Ulil participe à la Conférence indonésienne sur la religion et la paix (ICRP).

L'universitaire parle de l'islam indonésien à la veille de l'arrivée du Pape François qui sera en Indonésie du 3 au 6 septembre, première étape de son voyage en Orient. « Notre islam est un islam qui entretient des relations étroites avec l'Église catholique : nous nous préparons à accueillir le Pape avec respect, estime et amitié, en partageant des idéaux et une vision, celle de la fraternité et de la paix entre les peuples et les religions », note-t-il.

Pour expliquer l'islam indonésien d'aujourd'hui, Ulil revient sur l'histoire de l'islam dans ce pays, dans le pays de « Nusantara », ou « l'archipel», nom historique de la région qui englobe l'Indonésie et une partie de l'Asie du Sud-Est, comme la Malaisie et Singapour.
« Dans cette région, après les premiers contacts avec l'islam aux VIIe et IXe siècles, le processus d'islamisation a commencé à partir du XIIIe siècle. L'islam, apporté par les marchands arabes, a été accepté par une grande partie de la population de cette région et est devenu populaire, puis majoritaire. L'islam dans cette région a été influencé par les cultures, les coutumes et les traditions de ce pays. Il y a eu un processus d'adaptation au contexte culturel local qui, au cours de son évolution historique, a créé un certain type d'islam. Nous parlons aujourd'hui d'« islam nusantara » pour décrire et comprendre l'islam tel que nous le voyons et le pratiquons dans cette partie particulière du monde ».
« Parmi les caractéristiques de l'islam, je citerais la tolérance profonde à l'égard des différents systèmes de pensée, systèmes religieux et cultures ; la coexistence pacifique avec un groupe de personnes de différentes confessions ; la capacité de s'adapter à la situation et au contexte socio-politico-culturel ; la modération, l'équilibre.

« Dans l'islam indonésien », poursuit Ulil Abshar-Abdalla,« le rôle des femmes est très important dans la vie publique et privée. Il en a été ainsi pendant de nombreux siècles, les femmes étant fortement représentées dans la participation à la vie publique ».
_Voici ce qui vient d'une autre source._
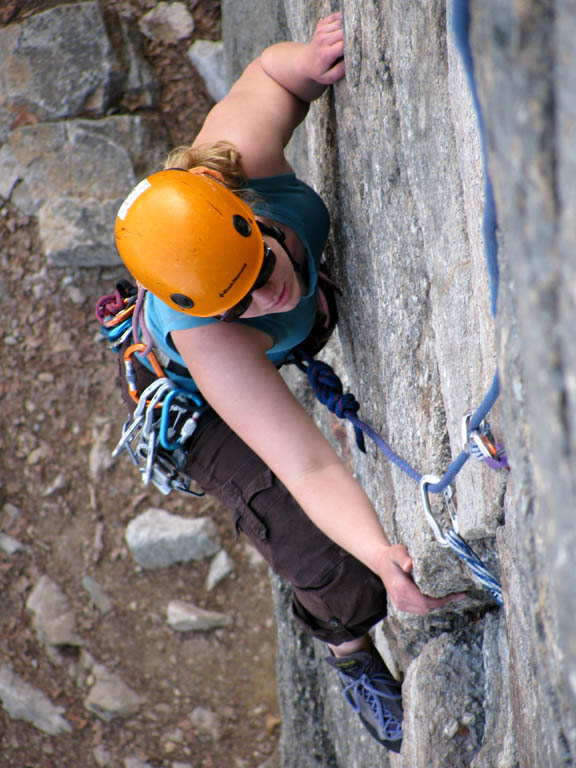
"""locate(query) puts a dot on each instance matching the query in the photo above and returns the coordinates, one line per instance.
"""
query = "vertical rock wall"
(395, 151)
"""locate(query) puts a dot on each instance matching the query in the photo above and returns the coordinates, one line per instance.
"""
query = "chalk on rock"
(167, 23)
(207, 56)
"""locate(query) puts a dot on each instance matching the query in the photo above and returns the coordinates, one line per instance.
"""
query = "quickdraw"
(165, 416)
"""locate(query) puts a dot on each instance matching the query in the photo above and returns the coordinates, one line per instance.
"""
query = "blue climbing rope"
(461, 30)
(328, 387)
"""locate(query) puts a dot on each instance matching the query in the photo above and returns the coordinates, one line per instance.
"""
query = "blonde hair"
(221, 156)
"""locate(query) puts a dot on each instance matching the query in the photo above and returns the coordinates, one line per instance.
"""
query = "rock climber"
(227, 242)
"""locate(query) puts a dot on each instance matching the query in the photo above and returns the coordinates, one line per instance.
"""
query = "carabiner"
(164, 420)
(129, 369)
(425, 481)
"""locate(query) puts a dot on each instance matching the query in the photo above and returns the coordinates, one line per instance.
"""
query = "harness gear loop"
(130, 377)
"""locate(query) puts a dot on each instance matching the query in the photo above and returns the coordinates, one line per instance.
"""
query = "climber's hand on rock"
(323, 60)
(395, 570)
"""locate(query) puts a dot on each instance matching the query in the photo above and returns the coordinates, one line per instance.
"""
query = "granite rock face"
(395, 150)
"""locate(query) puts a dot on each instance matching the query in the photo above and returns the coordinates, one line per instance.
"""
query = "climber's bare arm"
(271, 98)
(245, 388)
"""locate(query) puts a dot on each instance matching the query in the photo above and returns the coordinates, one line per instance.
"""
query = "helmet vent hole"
(185, 302)
(241, 225)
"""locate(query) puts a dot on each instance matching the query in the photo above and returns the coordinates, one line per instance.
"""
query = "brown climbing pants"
(335, 597)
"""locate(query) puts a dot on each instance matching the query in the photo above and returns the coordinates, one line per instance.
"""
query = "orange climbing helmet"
(190, 241)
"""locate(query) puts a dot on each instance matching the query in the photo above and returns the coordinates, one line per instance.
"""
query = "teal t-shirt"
(289, 201)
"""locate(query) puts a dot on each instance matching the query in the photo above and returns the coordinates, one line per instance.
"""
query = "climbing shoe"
(373, 694)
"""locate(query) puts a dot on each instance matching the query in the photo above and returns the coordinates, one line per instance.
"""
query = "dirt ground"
(59, 397)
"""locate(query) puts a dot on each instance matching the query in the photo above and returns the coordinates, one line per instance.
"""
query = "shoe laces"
(364, 688)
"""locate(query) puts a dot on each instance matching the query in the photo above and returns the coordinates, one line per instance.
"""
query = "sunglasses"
(268, 264)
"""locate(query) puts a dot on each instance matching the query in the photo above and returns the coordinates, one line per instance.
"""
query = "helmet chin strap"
(280, 238)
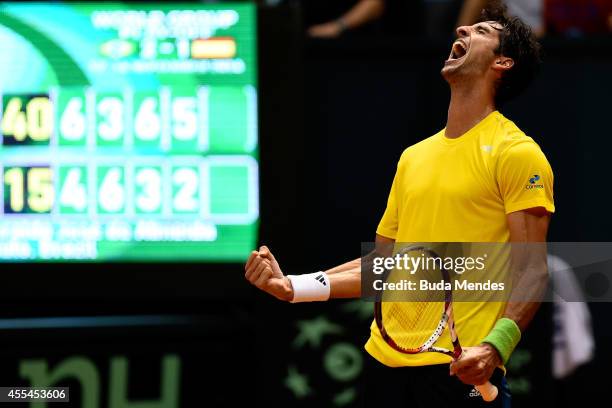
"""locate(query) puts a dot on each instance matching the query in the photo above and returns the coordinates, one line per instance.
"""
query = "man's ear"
(502, 63)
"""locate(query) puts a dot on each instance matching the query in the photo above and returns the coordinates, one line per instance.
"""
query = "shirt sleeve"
(387, 227)
(525, 178)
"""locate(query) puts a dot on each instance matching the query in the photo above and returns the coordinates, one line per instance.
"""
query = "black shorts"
(425, 387)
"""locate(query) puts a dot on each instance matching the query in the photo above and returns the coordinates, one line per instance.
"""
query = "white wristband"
(310, 287)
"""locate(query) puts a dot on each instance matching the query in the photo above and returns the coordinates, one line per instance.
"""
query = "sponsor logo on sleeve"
(534, 182)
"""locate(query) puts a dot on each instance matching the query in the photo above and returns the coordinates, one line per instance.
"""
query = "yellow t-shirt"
(460, 190)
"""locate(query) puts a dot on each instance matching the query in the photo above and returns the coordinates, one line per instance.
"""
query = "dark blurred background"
(338, 104)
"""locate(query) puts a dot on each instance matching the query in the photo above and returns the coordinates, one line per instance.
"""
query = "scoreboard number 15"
(28, 190)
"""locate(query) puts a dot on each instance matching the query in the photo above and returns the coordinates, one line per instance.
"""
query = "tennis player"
(480, 179)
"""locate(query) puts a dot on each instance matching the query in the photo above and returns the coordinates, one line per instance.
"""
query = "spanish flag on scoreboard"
(213, 48)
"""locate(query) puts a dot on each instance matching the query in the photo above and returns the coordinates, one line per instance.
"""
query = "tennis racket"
(414, 327)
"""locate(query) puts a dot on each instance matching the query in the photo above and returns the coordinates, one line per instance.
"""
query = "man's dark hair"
(516, 41)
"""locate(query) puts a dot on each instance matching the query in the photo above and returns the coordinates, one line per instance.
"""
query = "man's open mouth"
(458, 51)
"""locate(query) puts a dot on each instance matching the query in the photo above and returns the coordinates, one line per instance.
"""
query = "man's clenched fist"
(263, 271)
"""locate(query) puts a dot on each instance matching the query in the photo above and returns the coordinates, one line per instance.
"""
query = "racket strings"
(411, 318)
(411, 324)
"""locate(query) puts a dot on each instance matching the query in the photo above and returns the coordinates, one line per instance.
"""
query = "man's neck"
(468, 106)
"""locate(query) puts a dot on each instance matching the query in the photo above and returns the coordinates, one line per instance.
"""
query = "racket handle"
(488, 391)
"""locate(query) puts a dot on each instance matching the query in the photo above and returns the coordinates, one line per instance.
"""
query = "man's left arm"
(525, 226)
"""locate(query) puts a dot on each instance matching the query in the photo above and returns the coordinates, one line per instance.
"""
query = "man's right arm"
(264, 272)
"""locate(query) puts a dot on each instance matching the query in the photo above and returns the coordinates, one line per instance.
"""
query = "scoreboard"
(128, 131)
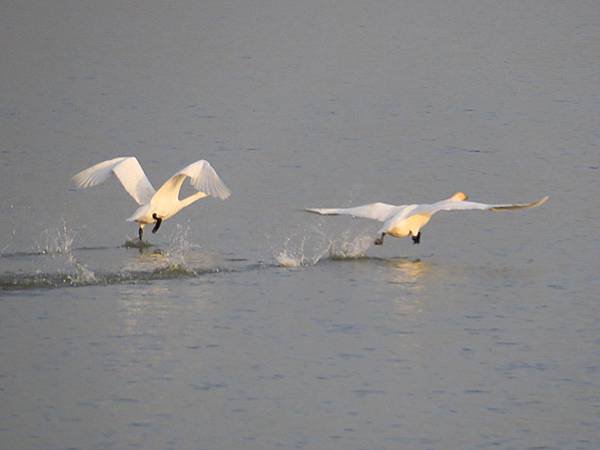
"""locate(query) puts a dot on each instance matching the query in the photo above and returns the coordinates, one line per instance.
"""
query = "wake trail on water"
(55, 264)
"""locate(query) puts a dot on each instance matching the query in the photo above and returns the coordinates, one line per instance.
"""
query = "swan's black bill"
(158, 222)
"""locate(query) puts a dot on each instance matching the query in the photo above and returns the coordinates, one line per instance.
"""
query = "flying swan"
(156, 206)
(407, 220)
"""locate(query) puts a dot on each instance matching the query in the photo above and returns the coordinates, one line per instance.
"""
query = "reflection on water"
(406, 270)
(411, 274)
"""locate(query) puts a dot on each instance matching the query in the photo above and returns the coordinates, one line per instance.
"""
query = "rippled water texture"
(247, 323)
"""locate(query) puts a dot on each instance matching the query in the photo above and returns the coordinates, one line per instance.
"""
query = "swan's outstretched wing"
(128, 171)
(453, 205)
(376, 211)
(202, 177)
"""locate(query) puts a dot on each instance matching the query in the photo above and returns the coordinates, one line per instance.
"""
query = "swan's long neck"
(191, 199)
Sur le plan historique, en particulier en ce qui concerne la relation avec la politique, « il est important de noter que nous n'avons pas d'expérience historique de califat au sens où on l'entend au Moyen-Orient ou en Afrique du Nord. En d'autres termes, il n'y a pas eu historiquement de dynastie détenant à la fois le pouvoir politique et le pouvoir religieux. C'est pourquoi, en Indonésie, la transition de l'État traditionnel à l'État moderne s'est faite en douceur, sans conflit, à ce niveau (il y a eu des conflits avec les puissances colonisatrices, ndlr)» «Les musulmans ont été profondément impliqués dans le mouvement d'indépendance et de résistance contre la puissance coloniale néerlandaise. Les dirigeants et les mouvements islamiques ont joué un rôle clé dans la résistance, aux côtés du mouvement nationaliste laïque. Si quelqu'un pense que seul le mouvement nationaliste laïque a été décisif pour l'indépendance, c'est une perception erronée : le mouvement d'indépendance a impliqué de nombreuses personnes différentes, des laïcs, des musulmans communistes, des hommes de toutes inspirations. Les musulmans et leurs organisations se sont battus pour construire l'État-nation ».
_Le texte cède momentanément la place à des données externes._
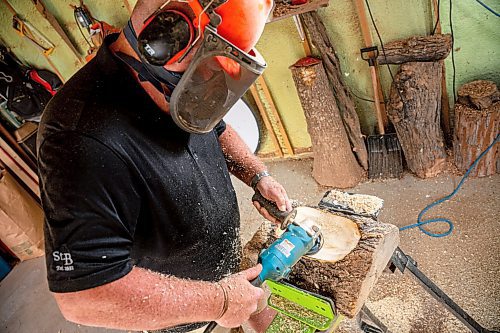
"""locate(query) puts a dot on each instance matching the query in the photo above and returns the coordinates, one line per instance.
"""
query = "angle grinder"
(300, 238)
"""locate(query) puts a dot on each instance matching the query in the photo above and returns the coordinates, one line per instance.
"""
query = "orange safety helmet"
(243, 21)
(168, 35)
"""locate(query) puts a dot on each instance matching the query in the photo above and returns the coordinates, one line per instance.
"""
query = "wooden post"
(265, 119)
(417, 117)
(445, 102)
(334, 163)
(477, 124)
(342, 97)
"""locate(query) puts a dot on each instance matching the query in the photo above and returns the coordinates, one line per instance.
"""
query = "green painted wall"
(477, 46)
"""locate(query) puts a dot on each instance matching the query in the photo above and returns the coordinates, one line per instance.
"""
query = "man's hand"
(275, 192)
(243, 298)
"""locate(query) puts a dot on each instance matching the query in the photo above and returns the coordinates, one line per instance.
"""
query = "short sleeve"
(220, 128)
(91, 206)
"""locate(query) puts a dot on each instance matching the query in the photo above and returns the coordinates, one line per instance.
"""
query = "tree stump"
(478, 94)
(416, 49)
(347, 282)
(414, 109)
(334, 162)
(319, 37)
(475, 130)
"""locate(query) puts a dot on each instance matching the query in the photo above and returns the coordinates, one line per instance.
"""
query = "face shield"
(217, 77)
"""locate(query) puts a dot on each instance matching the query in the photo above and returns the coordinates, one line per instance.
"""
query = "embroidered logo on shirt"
(64, 258)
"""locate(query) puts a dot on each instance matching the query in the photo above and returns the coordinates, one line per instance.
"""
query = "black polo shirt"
(122, 185)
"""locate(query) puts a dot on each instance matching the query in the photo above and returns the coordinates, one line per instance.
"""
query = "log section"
(416, 49)
(334, 163)
(414, 109)
(347, 282)
(319, 37)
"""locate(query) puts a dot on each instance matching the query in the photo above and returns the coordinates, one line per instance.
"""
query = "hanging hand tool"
(37, 38)
(57, 27)
(302, 237)
(384, 151)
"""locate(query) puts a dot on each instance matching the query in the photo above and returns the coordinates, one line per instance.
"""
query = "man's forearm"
(241, 161)
(143, 300)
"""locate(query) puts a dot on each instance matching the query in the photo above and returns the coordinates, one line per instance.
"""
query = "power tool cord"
(421, 222)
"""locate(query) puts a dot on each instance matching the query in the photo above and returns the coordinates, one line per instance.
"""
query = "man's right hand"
(243, 298)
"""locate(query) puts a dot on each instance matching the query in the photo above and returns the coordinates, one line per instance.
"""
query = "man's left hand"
(275, 192)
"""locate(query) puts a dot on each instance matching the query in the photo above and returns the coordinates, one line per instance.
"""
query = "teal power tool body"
(300, 238)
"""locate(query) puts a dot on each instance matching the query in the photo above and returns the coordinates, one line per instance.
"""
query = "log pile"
(477, 124)
(349, 281)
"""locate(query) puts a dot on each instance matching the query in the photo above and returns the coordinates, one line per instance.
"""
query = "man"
(142, 220)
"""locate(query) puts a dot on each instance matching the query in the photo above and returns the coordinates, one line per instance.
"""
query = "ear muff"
(165, 37)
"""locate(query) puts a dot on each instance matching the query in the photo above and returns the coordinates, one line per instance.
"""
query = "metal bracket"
(403, 262)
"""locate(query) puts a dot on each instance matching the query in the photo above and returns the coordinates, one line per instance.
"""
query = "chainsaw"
(300, 237)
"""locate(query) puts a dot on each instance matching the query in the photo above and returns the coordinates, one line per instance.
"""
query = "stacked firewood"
(477, 124)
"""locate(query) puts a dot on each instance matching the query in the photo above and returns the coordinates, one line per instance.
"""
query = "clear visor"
(216, 79)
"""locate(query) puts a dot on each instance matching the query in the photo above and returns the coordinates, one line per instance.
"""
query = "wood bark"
(347, 282)
(414, 109)
(283, 9)
(334, 163)
(480, 94)
(416, 49)
(319, 38)
(475, 130)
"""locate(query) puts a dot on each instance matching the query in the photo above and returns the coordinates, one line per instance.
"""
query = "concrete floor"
(464, 265)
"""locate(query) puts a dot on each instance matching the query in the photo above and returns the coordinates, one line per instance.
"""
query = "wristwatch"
(256, 179)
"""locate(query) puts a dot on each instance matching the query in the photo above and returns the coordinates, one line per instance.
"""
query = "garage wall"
(477, 46)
Gus Ulil ne parle pas d'un « État laïque », « dans une terminologie plus appropriée, on peut dire qu'ils se battaient pour un État national. Celui-ci n'était pas fondé sur la religion, mais il n'était pas non plus entièrement laïque. Il s'agit donc d'un juste milieu ». Un accord a été trouvé sur le Pancasila, la « Charte des cinq principes », fondement du nouvel État. Le principe de la foi en Dieu en faisait partie, mais il s'agissait de trouver un point de rencontre commun et unificateur entre les différents blocs religieux, politiques et culturels, tous impliqués dans l'édification d'un nouvel État. Le responsable de la formulation du Pancasila était Sukarno, du bloc nationaliste, mais je tiens à souligner qu'il était lui aussi un fervent musulman, appartenant au mouvement Muhammadhya. Ainsi, dès le début, le rôle public de la religion - et pas seulement d'une religion - pour la communauté civile a été reconnu ». 
Le dirigeant rappelle qu'"après la proclamation de notre indépendance, un groupe est apparu et a préconisé la création d'un État islamique, le “Darul Islam”.
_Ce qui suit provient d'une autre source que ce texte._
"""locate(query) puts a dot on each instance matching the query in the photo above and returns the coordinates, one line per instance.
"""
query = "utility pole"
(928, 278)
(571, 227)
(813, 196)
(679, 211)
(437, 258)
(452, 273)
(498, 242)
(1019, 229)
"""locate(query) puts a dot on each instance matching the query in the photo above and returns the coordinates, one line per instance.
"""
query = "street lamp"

 Le leader Soekarmadji Kartosuwiryo était un camarade d'école de Sukarno et a développé l'idée de créer un État islamique dans les années 1940 et 1950. Mais il n'a bénéficié d'aucun soutien politique ou populaire. Il a été exécuté dans les années 1960 ». 
Récemment, poursuit-il, une autre tentative a été menée par la Jamaah Islamiyah en Indonésie, créée dans les années 1990 par Abu Bakar Bashir. Cette tentative a également échoué. À la fin du mois de juin, des membres importants de la Jemaah Islamiyah ont déclaré la dissolution du groupe. Les dirigeants ont promis de ne plus recourir à la violence et d'abandonner le terrorisme. Utilisant un langage religieux, ils se sont repentis et ont déclaré qu'ils adhéraient à nouveau à l'idée de l'État-nation indonésien.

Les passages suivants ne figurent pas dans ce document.